Dziś też się przeszłam swą trasą wyznaczoną do biegania i martwie się, że nie będe mogła kiedy biegać jak się zjedzie rodzina :(
A no i w końcu schudłam 1kg :twisted: dlatego mój dzień pomimo burzliwego wczorajszego zaczął się wyśmienicie- poranna gimnastyka itd. Z kolacją było gorzej :( zjadłam to co miałam zjeść ale rzuciłam się na musli :( czemu one mają tak dużo kalorii?? Policzyłam sobie 70cal bo dokładnie nie wiem ile zjadłam, ale mam już siebie dość :( rano tak ładnie się opierałam wszystkiemu a tu bum :(, pewnie dlatego, że miałam w kaloriach jeszcze troche miejsca :evil: źle sobie posiłki wyznaczam, wychodzi na to że na kolacje jem więcej jak na śniadanie :[, popracować.
No i musze zacząć jeść wolniej, skupiać się na tym co jem a nie myśleć o niebieskich migdałach :/
Jutro będzie lepiej...
...albo gorzej, bo z wycieczki rowerowej nici, mój ukochany będzie zbyt zmęczony żeby jechać rowerem ;( czyli to co schudłam szybko nadrobie ;( o ja nieszczęśliwa, czasami żałuje że nie ma takiego specjalnego urządzenia, który sam by liczył ile zjadłam kalorii, wtedy bym się nie martwiła i nie liczyła, no i najważniejsze w pore przystopowała :/
Co zjadłam:
Śniadanie: manna+ jabłko
ŚniadanieII: Big milk (nagroda za 1kg mniej ;)- wygrałam drugi, ale oddałam go siostrze)
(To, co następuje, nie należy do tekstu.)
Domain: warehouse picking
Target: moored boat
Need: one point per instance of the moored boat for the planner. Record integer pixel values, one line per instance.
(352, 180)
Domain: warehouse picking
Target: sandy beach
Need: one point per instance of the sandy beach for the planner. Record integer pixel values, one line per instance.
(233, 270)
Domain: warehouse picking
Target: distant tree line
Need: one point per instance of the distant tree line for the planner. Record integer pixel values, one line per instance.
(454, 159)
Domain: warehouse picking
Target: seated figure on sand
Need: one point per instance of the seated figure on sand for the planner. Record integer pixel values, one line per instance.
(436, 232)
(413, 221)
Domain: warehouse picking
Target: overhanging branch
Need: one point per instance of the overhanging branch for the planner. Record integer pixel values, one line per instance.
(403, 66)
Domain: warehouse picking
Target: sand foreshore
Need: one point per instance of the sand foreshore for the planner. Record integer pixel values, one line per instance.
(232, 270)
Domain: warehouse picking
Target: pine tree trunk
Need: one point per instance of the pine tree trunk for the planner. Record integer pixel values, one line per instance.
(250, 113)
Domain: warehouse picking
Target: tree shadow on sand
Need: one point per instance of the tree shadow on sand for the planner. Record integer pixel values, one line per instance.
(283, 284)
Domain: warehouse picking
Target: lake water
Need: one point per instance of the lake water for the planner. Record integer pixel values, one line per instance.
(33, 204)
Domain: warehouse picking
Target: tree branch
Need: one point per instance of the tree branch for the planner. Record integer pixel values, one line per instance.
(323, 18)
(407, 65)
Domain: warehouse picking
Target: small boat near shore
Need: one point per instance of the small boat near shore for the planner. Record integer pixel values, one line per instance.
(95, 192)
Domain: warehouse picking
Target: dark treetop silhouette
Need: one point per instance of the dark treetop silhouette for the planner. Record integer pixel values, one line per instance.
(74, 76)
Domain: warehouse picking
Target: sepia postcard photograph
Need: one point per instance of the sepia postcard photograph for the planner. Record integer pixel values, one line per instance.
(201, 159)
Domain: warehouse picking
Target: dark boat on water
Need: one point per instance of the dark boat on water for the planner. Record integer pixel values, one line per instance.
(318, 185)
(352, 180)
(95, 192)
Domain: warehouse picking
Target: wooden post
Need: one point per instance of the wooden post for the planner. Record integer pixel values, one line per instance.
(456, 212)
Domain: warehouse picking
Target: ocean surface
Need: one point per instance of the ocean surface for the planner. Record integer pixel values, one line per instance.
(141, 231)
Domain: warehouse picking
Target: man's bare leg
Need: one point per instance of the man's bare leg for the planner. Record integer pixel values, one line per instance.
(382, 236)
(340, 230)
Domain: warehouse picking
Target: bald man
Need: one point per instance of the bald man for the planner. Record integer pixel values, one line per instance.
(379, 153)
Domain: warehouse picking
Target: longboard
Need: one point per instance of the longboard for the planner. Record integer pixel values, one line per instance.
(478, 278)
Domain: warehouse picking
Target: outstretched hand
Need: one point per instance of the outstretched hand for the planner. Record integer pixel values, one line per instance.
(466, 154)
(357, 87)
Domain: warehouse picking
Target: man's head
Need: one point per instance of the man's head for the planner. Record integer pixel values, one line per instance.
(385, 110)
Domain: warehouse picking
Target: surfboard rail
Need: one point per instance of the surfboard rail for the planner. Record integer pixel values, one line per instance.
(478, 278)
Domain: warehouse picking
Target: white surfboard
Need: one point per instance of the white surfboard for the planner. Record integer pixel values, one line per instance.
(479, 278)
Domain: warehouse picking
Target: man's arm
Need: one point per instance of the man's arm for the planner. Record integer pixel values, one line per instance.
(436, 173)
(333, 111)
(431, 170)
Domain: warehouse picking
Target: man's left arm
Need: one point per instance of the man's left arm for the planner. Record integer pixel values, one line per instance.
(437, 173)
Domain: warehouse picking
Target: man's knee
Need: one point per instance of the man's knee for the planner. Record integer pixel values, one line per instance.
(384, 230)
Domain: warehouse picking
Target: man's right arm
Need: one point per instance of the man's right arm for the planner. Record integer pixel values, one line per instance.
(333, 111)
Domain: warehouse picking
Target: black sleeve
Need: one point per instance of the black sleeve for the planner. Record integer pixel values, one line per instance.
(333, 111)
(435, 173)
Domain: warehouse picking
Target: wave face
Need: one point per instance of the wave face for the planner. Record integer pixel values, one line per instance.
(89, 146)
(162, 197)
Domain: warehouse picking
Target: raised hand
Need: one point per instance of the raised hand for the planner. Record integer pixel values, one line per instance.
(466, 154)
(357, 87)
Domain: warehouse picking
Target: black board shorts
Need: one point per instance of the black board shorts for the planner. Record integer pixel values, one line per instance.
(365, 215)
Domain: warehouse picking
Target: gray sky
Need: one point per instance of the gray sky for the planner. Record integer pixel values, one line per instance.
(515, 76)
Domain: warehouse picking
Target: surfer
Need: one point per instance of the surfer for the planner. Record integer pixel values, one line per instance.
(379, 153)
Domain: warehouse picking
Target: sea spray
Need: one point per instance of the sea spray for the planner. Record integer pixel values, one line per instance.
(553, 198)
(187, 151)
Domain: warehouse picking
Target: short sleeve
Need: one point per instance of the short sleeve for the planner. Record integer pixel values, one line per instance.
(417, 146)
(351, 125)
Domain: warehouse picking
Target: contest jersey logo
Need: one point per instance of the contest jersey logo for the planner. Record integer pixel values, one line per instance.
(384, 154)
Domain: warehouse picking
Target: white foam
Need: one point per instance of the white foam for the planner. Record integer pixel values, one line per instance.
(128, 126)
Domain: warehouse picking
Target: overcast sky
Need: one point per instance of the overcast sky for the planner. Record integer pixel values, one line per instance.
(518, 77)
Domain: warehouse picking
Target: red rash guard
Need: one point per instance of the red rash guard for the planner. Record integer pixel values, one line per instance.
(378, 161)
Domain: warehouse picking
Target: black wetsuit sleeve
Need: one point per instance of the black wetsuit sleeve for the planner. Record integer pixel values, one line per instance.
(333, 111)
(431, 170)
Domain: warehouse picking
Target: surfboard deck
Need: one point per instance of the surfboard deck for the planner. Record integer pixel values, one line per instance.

Obiad: szynka gotowana (własnoręcznie, nie mylić z tą ze sklepu ;) )+ kasza jęczmienna+ marchewka+ sałata
Podwieczorek: jogurt
Kolacja: Dwie kromki ciemnego chleba+ tuńczyk w oleju (ma dziwnie mało kalorii :shock: ) + sałata+ musli :(
Razem: ok.1001cal.
Do jasnej cholery, dlaczego jak coś jest dobre to kaloryczne?!